Basisbegrippen en 'Hoe pas ik de lay-out van de applicatie aan?'

In deze handleiding worden de belangrijkste begrippen binnen Engage Process toegelicht. Daarnaast wordt uitgelegd hoe de applicatie is opgebouwd, met extra aandacht voor het Lint en de bijbehorende vensters.

Inhoud

  1. Basisbegrippen
  2. Werkruimte
  3. Het Lint
  4. Vensters binnen de Modeler
  5. Lay-out van de applicatie aanpassen

1. Basisbegrippen

Werkruimte – De totale indeling van de applicatie en de positie van vensters.
Diagram – Een visuele weergave van een proces, brainstorm of overzicht.
Project – Een verzameling diagrammen, meestal georganiseerd in mappen.
Tabellen – Gegevenslijsten die gebruikt worden binnen processen.
Rollen – Typen medewerkers die procesactiviteiten uitvoeren.
Documenten – Gekoppelde bestanden zoals richtlijnen, beleid of instructies.
Analyse – Visuele en rekenkundige doorrekening van processen.
Rapportage – Het exporteren of presenteren van procesinformatie.
Bevindingen – Vastgelegde knelpunten of verbeterideeën.

2. Werkruimte

De werkruimte van de Engage Process Modeler bestaat uit meerdere vensters die samen het werkgebied vormen. Deze vensters kunnen worden verplaatst, verborgen of gecombineerd zodat je de applicatie kunt aanpassen aan jouw manier van werken.

3. Het Lint

Het Lint is de balk met tabbladen bovenaan de applicatie. Elk tabblad bevat knoppen die zijn gegroepeerd op functionaliteit. Welke tabbladen zichtbaar zijn, hangt af van het abonnement en de autorisaties van de gebruiker.
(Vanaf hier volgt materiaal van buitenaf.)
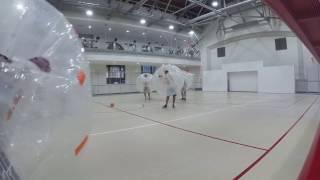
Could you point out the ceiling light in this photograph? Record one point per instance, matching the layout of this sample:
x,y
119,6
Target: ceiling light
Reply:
x,y
191,32
143,21
215,3
89,12
20,6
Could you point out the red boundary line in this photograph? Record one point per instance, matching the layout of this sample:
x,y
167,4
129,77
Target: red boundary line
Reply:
x,y
190,131
275,144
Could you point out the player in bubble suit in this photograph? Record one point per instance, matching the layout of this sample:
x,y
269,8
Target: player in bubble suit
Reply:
x,y
168,80
44,94
144,84
188,79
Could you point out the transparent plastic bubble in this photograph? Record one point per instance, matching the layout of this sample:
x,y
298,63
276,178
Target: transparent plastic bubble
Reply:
x,y
144,82
44,92
168,80
188,79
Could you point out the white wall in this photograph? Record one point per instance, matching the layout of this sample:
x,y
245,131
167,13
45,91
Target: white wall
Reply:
x,y
98,78
245,81
137,58
276,79
256,43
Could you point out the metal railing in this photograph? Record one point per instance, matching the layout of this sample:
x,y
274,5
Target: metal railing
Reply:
x,y
122,88
154,53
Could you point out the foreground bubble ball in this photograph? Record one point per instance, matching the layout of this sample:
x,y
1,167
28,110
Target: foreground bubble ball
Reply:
x,y
144,82
168,80
188,79
44,91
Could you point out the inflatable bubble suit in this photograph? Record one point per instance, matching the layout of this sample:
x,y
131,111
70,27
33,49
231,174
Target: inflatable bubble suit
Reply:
x,y
43,91
164,83
188,79
144,80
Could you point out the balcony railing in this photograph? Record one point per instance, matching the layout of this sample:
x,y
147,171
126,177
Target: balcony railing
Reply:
x,y
188,56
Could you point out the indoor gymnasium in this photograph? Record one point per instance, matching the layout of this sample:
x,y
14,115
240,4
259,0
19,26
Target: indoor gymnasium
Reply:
x,y
159,90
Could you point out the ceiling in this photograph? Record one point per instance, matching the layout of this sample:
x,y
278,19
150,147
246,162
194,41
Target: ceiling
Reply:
x,y
122,15
303,17
111,30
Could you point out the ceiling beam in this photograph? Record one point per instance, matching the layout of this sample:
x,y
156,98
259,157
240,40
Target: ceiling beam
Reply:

De belangrijkste tabbladen zijn:
- Start – Basisfuncties om diagrammen te maken en te bewerken.
- Lay-out – Instellingen voor de zichtbaarheid en weergave van informatie.
- Ontwerp – Hulpmiddelen om de leesbaarheid en vormgeving te verbeteren.
- Analyse – Functies om processen door te rekenen en te vergelijken.
- Beeld – Opties om de indeling van de applicatie en vensters aan te passen.
- Tabellen – Werken met centrale en lokale tabellen.
- Samenwerken – Beheer van autorisaties, versies en publicaties.
- Reacties & Bevindingen – Afhandeling van feedback en verbeterpunten.
- Rapportage – Inzien en maken van rapportages.
- Help – Koppelingen naar het Kenniscentrum en support.

4. Vensters binnen de Modeler

De knoppen in het Lint werken samen met verschillende vensters binnen de Modeler. Hieronder volgt een korte en bondige uitleg van de belangrijkste vensters:

Proces-venster
Het centrale werkgebied waarin het diagram wordt weergegeven en bewerkt.

Project-venster
Geeft een overzicht van projecten, diagrammen en gekoppelde tabellen in een mappenstructuur.

Eigenschappen-venster
Toont de eigenschappen van het geselecteerde projectonderdeel of processtap.

Omschrijving-venster
Bevat een inhoudelijke toelichting op het proces, een processtap of een tabelwaarde.

Opmerkingen-venster
Hier worden opmerkingen en verbetervoorstellen bij het proces of processtappen vastgelegd.

Aantekeningen-venster
Wordt gebruikt voor acties, notities of een logboek van wijzigingen.

Document-venster
Geeft inzicht in gekoppelde documenten en de in- en uitvoer van processtappen van het type ‘Document’.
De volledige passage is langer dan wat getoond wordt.